The human microbiome holds immense potential when it comes to drug development and disease insight. But can sampling methods catch up with analysis methods when it comes to the study of the microbiome?
Although a relatively recent focus area for the research community, microbiome analysis is rapidly becoming one of the most exciting. In correlation with increased commercial interest from large companies such as Johnson & Johnson and Pfizer, there has been a rise in the development of new technologies created to improve research into the microbiome.
The human microbiome is a complex population of over 100 trillion microorganisms that live in our gut, mouth, skin and elsewhere in our bodies. The largest proportion of these bacteria reside in the gastrointestinal (GI) tract making up the gut microbiome.

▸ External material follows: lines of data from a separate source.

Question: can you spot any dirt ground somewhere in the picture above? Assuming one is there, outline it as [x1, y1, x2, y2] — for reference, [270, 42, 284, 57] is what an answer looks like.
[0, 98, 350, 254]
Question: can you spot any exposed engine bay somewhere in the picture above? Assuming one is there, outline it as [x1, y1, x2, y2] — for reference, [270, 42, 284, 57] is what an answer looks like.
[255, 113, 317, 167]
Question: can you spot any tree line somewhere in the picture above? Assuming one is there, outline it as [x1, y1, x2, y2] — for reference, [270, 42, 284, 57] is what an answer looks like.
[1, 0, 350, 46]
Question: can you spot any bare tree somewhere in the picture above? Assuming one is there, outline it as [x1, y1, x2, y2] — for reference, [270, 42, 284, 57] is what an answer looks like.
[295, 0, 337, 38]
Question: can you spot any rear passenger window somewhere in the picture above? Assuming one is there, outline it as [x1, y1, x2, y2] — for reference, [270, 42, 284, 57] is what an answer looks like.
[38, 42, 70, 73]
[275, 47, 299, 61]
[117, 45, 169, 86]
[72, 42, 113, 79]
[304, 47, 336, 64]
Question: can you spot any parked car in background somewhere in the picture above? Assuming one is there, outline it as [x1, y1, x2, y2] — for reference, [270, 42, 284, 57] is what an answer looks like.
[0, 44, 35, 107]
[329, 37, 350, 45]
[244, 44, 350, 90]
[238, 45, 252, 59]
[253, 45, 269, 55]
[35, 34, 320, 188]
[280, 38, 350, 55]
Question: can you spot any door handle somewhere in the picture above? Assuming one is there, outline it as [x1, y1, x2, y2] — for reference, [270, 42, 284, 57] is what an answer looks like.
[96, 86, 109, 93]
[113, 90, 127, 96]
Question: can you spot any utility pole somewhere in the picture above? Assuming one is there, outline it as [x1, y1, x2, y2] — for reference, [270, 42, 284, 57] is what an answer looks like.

These microbiota have a profound impact on human health and disease; dysbiosis of the gut microbiome has been associated with multiple inflammatory and metabolic conditions including Crohn’s disease, inflammatory bowel diseases (IBD), colorectal cancer and obesity.
Currently, worldwide research is being conducted to ‘map’ the human microbiome with the aim of better understanding the relationship between the microbiome and human health. Advances in DNA sequencing technologies have created a new field of research, called metagenomics. Insight into the microbiota of healthy subjects allows comparisons with that of compromised subjects. In the case of IBD, such an approach has uncovered significant differences in overall diversity as well as in specific bacteria. However, despite these improvements in the science, many of the techniques for collecting samples remain primitive, which is impacting the ability for research to meet its potential.
The most commonly used sampling methods are stool collection, rectal swab and mucosal biopsy. The sampling method, storage and processing of samples can impact on the microbiota profile, each sample method has its own limitations.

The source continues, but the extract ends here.